Si le Burkina est le pays des hommes intègres, la Guinée est le pays des hommes soumis. La tyrannie y pousse aussi facilement que le taro et l’igname. Aligner les tyrans, nous n’avons fait que ça depuis 1958 ! Et l’expérience nous a appris que le tyran ressemble au tyran comme la goutte d’eau ressemble à la goutte d’eau.
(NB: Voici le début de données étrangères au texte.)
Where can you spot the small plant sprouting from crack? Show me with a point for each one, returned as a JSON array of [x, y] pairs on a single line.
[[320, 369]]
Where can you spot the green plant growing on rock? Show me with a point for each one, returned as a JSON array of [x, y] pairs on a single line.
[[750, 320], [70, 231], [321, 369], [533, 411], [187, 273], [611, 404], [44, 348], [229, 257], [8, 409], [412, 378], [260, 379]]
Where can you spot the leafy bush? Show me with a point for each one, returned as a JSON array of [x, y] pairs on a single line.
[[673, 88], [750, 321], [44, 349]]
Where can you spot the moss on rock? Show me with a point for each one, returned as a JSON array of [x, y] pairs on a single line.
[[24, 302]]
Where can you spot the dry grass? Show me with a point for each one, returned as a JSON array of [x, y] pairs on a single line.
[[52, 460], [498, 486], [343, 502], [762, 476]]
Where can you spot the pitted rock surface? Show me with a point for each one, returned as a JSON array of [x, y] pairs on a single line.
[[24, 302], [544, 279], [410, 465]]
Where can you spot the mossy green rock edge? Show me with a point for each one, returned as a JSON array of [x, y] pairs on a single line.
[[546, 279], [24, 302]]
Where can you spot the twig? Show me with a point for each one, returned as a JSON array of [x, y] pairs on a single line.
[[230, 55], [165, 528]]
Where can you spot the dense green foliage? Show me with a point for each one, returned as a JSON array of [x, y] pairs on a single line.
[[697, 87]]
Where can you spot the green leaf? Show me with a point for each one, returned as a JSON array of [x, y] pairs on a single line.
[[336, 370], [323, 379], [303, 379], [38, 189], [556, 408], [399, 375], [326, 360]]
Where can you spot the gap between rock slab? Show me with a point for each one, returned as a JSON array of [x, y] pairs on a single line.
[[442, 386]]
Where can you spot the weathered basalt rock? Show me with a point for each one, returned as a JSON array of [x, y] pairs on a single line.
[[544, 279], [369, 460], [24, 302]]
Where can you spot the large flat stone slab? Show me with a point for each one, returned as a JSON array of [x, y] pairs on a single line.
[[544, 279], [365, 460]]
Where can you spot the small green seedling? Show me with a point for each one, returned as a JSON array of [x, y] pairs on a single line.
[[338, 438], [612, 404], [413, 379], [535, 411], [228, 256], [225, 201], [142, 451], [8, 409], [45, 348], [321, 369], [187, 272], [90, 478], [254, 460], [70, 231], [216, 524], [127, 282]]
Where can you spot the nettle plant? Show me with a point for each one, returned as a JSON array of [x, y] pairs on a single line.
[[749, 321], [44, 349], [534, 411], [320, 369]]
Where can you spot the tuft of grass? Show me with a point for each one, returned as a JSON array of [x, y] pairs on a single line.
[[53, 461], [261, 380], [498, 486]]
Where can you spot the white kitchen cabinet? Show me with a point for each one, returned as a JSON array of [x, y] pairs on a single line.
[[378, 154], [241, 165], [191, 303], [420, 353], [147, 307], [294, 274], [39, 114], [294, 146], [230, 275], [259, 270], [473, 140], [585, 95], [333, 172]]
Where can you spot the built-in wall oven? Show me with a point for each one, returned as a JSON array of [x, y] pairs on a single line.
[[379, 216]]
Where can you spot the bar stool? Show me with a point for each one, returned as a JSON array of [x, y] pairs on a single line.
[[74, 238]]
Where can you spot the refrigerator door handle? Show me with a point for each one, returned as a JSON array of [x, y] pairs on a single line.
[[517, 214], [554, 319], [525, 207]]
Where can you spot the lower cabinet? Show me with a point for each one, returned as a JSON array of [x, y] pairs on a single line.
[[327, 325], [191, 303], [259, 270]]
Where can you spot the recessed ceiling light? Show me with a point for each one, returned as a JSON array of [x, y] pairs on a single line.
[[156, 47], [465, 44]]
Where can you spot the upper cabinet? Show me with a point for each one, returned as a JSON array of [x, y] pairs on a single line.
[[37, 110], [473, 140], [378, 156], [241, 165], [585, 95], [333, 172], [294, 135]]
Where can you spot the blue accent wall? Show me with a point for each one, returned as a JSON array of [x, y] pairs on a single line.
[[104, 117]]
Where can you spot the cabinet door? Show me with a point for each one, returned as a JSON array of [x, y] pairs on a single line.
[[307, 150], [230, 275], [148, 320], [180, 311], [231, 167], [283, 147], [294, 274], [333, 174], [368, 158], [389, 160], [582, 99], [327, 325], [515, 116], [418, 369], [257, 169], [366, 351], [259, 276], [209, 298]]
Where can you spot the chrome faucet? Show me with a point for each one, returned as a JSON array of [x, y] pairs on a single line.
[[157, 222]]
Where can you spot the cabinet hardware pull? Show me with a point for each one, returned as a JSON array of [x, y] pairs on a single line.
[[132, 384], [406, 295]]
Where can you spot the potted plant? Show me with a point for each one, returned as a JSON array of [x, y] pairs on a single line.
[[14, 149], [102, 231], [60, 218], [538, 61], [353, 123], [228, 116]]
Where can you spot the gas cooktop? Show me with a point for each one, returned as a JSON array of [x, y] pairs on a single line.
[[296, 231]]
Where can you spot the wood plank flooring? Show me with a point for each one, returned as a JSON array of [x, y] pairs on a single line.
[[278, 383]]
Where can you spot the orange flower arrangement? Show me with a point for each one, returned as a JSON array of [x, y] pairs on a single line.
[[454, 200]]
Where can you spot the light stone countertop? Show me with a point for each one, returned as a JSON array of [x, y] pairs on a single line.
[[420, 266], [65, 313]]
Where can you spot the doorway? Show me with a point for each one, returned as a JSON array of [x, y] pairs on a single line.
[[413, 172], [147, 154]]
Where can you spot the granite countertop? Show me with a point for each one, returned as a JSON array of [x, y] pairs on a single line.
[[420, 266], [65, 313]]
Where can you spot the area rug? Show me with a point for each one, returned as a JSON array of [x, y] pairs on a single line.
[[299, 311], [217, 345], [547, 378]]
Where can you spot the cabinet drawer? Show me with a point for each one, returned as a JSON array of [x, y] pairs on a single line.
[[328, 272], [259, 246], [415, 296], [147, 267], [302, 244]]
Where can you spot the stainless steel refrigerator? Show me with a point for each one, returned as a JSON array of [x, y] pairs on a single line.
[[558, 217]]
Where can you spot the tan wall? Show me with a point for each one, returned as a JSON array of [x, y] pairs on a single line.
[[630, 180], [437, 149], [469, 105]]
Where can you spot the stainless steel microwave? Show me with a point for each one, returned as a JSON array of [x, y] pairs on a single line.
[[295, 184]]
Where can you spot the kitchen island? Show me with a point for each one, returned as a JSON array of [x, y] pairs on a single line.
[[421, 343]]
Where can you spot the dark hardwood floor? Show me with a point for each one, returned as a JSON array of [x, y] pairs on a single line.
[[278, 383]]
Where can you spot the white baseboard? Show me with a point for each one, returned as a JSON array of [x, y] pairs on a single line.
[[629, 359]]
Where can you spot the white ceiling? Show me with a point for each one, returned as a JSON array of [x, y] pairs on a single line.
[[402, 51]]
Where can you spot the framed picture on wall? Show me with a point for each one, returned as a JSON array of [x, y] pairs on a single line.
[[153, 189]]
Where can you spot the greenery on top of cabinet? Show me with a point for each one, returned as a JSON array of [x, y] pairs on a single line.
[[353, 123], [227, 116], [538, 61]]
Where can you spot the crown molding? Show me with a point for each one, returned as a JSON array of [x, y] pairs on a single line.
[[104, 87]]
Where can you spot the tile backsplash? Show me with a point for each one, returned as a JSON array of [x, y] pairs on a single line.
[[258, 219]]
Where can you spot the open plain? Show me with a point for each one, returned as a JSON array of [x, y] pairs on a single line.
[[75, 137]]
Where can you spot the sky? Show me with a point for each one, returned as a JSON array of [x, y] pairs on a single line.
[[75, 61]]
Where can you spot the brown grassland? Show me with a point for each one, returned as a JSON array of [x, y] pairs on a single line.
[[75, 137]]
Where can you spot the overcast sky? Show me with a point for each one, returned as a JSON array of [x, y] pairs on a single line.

Ces gens-là sont du même tempérament : tous combinards et répressifs ! Ils procèdent de la même manière : la tactique du ballon d’essai (d’abord une petite gifle et comme le peuple ne réagit pas, la trique puis la grande artillerie) et le recours au bouc émissaire (on stigmatise tel prétendu coupable pour mieux dissimuler ses propres crimes et délits).

Le mythe Mamadi Doumbouya n’a duré que ce que durent les roses. Ce Lieutenant-Colonel  n’est pas le sauveur que l’on a cru, un instant. C’est clair à présent, cet ancien légionnaire veut faire comme son mentor Sékou Touré : régner seul, à coup de diète noire et de pendaisons,  et le plus longtemps possible. Il a déjà méthodiquement préparé le terrain. Le baptême de l’aéroport n’a rien de fortuit, c’est un geste mûrement réfléchi, un message fort que les Guinéens feraient bien de décrypter maintenant avant que ne commence le grand déluge. Bizarre, cet acte illégal, délibérément provocateur n’a choqué presque personne ! La nomination du président du CNT, non plus ! Où a-t-on vu ça, le chef de l’Exécutif qui désigne par décret le chef du Législatif. Partout ailleurs, les partis politiques auraient hurlé au loup. Partout ailleurs, la société civile aurait érigé des barricades.

Pire, c’est seulement maintenant, après sept mois de pouvoir gratuit (si l’on ose dire) que notre drôle de militaire évoque un chronogramme. Trente-neuf  mois selon les uns, trente-six, selon les autres !  Dans l’Etat qui est le nôtre, la cacophonie a toujours été la règle ! Trente-six (ou neuf) mois depuis le 5 Septembre ou depuis l’adoption par le CNT ? On n’en sait rien. Sur ce point, comme sur les autres, Mamadi Doumbouya préfère entretenir la confusion.  Rien de mieux que la confusion pour fortifier les jeunes tyrans!